Can Multimodal LLMs Generate Pedagogical Questions?

Proceedings of the Fifteenth Language Resources and Evaluation Conference (LREC 2026)

Abstract

Educational materials frequently combine text, diagrams, tables, and charts to convey complex concepts. Understanding such materials often requires reasoning across modalities rather than relying solely on textual descriptions. In educational contexts, the main challenge lies in assessing the relevance and quality of the questions themselves. This raises a key issue: what defines a good question in a specialized learning environment? By comparison, evaluating answers is a more conventional task, although it requires examining criteria consistent with the targeted educational level. To the best of our knowledge, the use of LLMs for assessing the pedagogical relevance of questions remains unexplored. This gap highlights the need to define pedagogical relevance more clearly and to investigate the consistency of LLM judgments, as well as their alignment with human evaluations. We introduce a new Multimodal QA dataset in the education domain.
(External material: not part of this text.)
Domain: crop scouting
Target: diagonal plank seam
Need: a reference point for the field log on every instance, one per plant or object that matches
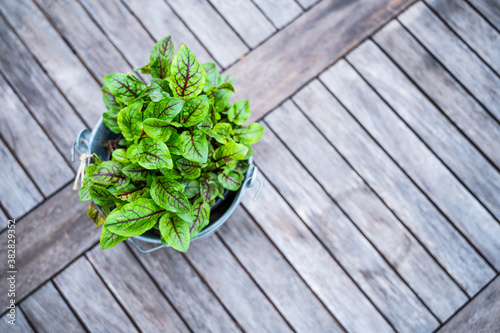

To reduce the need for extensive human annotation, we leverage LLMs to help design questions on educational material, jointly with a human annotation. Contrary to most of QA Multimodal corpora, we focus on questions that could be asked by a teacher in his/her class, and that need dealing with different parts of the document to be answered. Results show that while LLMs as a judge is an efficient framework, many problem could arise and that align prediction with human annotators is a difficult task for complex criteria.